I started my chemical engineering degree at the University of Melbourne in 1993. The mix in the course was 50% men and 50% women. This was unheard of in the other engineering disciplines. Upon reflection, this had a lot to do with the environmental department being part of the chemical engineering faculty.
Coming from this sort of environment, it never even occurred to me that I would be such a minority in industry and this would remain so over 20 years later.
Working at a small niche consulting firm, the directors were both senior male engineers, but we had an equal gender mix of engineering and support staff.
However, the eye opener was going to workshop sessions as a graduate engineer and being the only female in the room
This really wasn’t a problem in the early years, because, as the junior, I was expected to listen, take notes and write the report, rather than significantly contribute to the workshop, per say.
As the years went on and I became more competent and senior in my business, I often felt that I had to prove my expertise to the larger group.
As a young Director, clients would often address my male colleagues as the assumed senior person on the team. I remember on one occasion, my male colleague saying to the client – ‘you need to talk to Gaye, she’s the boss!’
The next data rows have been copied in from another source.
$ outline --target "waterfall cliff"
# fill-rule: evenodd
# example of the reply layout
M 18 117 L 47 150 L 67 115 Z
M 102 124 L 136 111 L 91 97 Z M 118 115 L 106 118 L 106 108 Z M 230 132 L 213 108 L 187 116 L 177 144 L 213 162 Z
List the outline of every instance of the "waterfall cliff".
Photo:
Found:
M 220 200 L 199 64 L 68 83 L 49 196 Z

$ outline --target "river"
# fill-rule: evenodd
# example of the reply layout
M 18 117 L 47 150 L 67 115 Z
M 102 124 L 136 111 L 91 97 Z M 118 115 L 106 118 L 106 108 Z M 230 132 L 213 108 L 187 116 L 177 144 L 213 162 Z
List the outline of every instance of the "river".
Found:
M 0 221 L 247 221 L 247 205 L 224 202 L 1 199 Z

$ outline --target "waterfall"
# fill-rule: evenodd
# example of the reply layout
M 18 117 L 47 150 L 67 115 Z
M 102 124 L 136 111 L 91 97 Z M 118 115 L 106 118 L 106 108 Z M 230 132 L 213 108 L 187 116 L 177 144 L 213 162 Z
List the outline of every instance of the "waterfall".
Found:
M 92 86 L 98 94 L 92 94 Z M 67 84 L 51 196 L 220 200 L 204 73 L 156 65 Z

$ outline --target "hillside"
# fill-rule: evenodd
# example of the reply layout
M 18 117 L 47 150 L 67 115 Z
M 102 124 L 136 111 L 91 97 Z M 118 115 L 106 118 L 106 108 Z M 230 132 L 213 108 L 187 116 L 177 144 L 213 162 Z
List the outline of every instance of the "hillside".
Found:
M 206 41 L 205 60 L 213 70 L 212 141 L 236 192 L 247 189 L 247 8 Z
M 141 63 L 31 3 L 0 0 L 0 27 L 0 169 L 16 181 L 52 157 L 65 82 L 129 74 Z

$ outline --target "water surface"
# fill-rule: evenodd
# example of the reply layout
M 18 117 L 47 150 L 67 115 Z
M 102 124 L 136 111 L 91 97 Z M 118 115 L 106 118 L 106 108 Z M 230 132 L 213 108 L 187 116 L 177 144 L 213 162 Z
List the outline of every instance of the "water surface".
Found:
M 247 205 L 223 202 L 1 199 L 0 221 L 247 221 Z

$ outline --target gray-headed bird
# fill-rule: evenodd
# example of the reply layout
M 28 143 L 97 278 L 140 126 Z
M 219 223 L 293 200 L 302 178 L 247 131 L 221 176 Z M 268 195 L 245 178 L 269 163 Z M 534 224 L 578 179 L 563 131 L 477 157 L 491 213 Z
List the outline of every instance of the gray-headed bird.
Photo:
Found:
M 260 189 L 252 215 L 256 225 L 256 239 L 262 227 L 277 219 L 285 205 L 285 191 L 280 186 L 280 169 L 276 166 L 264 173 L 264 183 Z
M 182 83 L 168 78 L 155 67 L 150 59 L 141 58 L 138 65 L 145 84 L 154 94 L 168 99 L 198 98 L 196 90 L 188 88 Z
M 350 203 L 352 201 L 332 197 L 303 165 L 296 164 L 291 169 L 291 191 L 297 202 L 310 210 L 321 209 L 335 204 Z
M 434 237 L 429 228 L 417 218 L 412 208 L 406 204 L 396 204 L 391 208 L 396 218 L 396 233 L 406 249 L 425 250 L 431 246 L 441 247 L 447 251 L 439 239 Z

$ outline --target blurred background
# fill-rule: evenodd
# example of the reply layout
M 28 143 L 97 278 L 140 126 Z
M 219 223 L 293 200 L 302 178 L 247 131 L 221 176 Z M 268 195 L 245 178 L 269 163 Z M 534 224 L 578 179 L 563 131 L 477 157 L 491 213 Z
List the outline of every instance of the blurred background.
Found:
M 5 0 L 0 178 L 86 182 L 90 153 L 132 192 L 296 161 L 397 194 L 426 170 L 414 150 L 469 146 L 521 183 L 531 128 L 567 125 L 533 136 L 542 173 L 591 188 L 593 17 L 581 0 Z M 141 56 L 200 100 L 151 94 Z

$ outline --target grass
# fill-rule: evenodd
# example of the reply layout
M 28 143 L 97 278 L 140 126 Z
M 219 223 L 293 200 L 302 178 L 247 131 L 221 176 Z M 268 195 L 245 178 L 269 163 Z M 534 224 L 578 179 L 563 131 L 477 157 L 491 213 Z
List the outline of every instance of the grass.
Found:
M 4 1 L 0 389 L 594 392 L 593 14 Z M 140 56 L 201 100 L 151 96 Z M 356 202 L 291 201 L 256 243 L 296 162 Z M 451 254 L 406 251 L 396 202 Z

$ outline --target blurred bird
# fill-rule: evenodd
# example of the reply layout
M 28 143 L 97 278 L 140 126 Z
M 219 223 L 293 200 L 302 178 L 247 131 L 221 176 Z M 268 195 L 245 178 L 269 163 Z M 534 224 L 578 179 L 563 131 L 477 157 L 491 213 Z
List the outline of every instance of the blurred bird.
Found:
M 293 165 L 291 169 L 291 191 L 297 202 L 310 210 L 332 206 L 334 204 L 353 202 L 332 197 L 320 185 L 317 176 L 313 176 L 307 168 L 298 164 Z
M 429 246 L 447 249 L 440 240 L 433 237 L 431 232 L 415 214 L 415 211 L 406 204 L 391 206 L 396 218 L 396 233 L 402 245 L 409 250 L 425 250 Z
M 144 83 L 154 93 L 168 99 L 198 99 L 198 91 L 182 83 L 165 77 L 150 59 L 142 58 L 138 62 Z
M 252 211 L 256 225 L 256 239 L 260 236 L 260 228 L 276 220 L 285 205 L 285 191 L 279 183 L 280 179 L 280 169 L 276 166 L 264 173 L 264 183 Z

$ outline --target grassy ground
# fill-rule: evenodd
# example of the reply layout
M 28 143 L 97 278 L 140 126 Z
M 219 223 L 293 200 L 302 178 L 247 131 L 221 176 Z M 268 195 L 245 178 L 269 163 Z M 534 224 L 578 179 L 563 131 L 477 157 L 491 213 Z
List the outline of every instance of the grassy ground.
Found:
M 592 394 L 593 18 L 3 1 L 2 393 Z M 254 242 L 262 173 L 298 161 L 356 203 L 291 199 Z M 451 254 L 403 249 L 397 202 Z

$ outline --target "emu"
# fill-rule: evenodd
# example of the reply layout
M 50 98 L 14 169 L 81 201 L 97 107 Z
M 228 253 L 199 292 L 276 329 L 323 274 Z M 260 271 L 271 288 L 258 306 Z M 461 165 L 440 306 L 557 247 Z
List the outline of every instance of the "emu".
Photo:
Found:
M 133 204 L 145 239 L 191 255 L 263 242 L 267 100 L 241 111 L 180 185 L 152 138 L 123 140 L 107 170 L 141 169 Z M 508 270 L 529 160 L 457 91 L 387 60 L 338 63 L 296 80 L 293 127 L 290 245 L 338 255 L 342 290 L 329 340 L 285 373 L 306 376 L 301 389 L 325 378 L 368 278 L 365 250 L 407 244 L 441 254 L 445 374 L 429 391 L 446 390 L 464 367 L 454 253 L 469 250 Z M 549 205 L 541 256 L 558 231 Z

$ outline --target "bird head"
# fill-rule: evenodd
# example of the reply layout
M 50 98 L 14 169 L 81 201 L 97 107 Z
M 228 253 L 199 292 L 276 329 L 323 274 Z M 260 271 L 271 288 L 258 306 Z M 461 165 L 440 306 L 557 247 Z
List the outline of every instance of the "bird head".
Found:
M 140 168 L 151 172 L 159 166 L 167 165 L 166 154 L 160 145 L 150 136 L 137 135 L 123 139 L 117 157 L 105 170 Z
I have had a long involvement with Women in Engineering (WIE). My reason for joining initially was to promote engineering as a sustainable and fulfilling career for women.
In WIE we focussed on issues that affected women in the industry, such as career breaks associated with having a family or caring for elderly parents; ill-fitting PPE, which is how Apto was born, and strategies to encourage women into, and to stay in, the engineering profession.
The ultimate goal was for there not to be a need for such associations as Women in Engineering.
I acknowledge there has been some changes in the profession over the last 20 years. Inclusion and diversity are extensively discussed and there are many strategies being implemented by different organisations.
But, I think there is often much talk and not much action that is translating into visible results.
Our current intern is still the only female in her engineering course and there are still significant pay discrepancies, especially between senior female and male leadership positions.
Overall, I think I have been one of the lucky ones and been presented with opportunities throughout my career to advance. But I know I am, unfortunately, not the normal female in the engineering profession.
And in terms of my experience with Apto, the conversations from large workwear suppliers to organisations with female employees needing PPE, is too often that there’s not enough women to justify spending money on fit-for-purpose workwear; that offering small men’s sizes and adding pink to the choice of colours is enough.
With this year’s International Women’s Day theme being Each for Equal, now is the time to stop talking and assessing the situation and start taking action.
What will you and your organisation start doing to demonstrate gender equality?